Redaktur Pelaksana Kompas waktu itu, J. Widodo, menugasi saya meliput penembakan misterius yang dilakukan oleh polisi dan tentara terhadap para preman di Yogya. “Yogya tintrim mirip labirinth, Bert. Coba you liput,” katanya.

Awal April tahun 1983, selama seminggu saya berkeliaran di Yogyakarta. Satu per satu teman-teman gali saya datangi, tetapi semuanya tidak ada di tempat. Nuansa ketakutan sangat kentara di kalangan keluarga gali tersebut. Slamet Gaplek, Rusdi Monyol, Rus Amantri, Trimurjo Kentus, Budi Ompong dan para gali lain menghilang sewaktu saya datangi rumahnya masing-masing.

Bersuaka

Ringkasnya, Kamis (7/4) subuh tiga orang gali (Trimurdjo Kentus, Rusdi Monyol dan Rus Amantri) sudah bersama-sama saya di kantor Redaksi Kompas di palmerah Selatan, Jakarta Pusat.

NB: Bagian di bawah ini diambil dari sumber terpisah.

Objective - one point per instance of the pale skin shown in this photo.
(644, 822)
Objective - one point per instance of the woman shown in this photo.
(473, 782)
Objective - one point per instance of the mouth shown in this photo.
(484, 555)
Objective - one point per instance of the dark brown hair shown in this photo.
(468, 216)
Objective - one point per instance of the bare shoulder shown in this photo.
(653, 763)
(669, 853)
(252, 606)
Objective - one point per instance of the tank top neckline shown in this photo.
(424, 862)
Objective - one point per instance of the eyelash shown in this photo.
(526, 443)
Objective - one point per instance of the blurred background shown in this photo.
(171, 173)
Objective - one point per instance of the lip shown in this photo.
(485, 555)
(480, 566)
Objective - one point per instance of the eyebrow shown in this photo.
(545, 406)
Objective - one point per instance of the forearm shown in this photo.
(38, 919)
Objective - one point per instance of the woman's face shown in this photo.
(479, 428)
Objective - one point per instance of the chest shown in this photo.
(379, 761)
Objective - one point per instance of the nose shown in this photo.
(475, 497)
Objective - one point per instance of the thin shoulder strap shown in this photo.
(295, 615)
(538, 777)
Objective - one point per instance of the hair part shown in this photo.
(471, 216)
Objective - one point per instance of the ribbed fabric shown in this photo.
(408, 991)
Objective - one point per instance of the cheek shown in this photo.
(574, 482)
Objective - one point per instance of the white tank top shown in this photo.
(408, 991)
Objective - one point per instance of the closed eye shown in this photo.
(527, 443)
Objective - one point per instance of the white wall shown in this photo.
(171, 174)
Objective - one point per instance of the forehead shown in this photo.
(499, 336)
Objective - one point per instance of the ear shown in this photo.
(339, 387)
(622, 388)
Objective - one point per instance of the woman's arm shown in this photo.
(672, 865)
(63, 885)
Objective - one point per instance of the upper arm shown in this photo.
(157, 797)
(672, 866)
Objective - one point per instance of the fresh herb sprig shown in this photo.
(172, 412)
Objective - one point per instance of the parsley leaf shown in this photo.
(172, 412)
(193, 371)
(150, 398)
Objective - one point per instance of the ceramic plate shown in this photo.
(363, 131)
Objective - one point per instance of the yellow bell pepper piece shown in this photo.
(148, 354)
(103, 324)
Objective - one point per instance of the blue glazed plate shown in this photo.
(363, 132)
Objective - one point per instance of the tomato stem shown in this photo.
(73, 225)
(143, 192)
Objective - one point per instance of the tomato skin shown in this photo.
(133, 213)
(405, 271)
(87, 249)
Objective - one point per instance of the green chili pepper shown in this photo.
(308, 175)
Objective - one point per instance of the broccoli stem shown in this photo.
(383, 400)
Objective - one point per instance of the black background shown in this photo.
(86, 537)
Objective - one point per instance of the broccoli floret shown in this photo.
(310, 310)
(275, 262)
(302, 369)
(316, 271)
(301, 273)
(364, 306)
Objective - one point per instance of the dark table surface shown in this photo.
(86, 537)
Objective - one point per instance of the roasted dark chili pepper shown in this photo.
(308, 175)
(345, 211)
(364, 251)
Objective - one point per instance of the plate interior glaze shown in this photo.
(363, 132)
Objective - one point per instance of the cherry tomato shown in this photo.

Monyol bersama adiknya yang bernama Mantri dan rekannya yang biasa dipangggil Kentus sangat ketakutan dan kabur ke Jakarta. Pagi itu juga saya melapor kepada J. Widodo tentang kehadiran tiga gali tersebut di redaksi. “Wah, jangan lama-lama di situ. Nanti kantor kita digerebek dan kalau ada apa-apa kita yang harus bertanggungjawab,” Widodo mengingatkan.

Pagi itu saya ajak ketiga gali Yogya bersarapan bubur kacang ijo di warung dekat tempat kos saya di Grogol, Jakarta Barat. Lalu saya hubungi Bang (Adnan) Buyung (Nasution) dan menuturkan kesulitan saya mencari suaka buat tiga preman yang sudah memasrahkan hidup-matinya kepada saya. “Bawa aja ke kantor LBH, Bert. Kasihan dong kalau mereka sampe kenapa-napa,” kata Bang Buyung melalui telepon, “Nanti Abang ngomong deh sama Arman (maksudnya Abdulrahman Saleh SH, yang ketika itu Direktur LBH Jakarta).”

Saya diperkenalkan dengan teman-teman di Lembaga Bantuan Hukum (LBH) oleh senior saya, AM Dewabrata (almarhum). Setelah perkenalan itu, saya sering bertandang ke LBH dan cukup akrab dengan pegiat hukum di sana seperti Adnan Buyung Nasution, AR Saleh, M. Assegaf SH, Todung Mulya Lubis, Abdul Hakim Garuda Nusantara, Maqdir Ismail, Teguh Samudera, Anhar Rivai, Luhut Pangaribuan, Nursyahbani Katjasungkana, dan lain-lain.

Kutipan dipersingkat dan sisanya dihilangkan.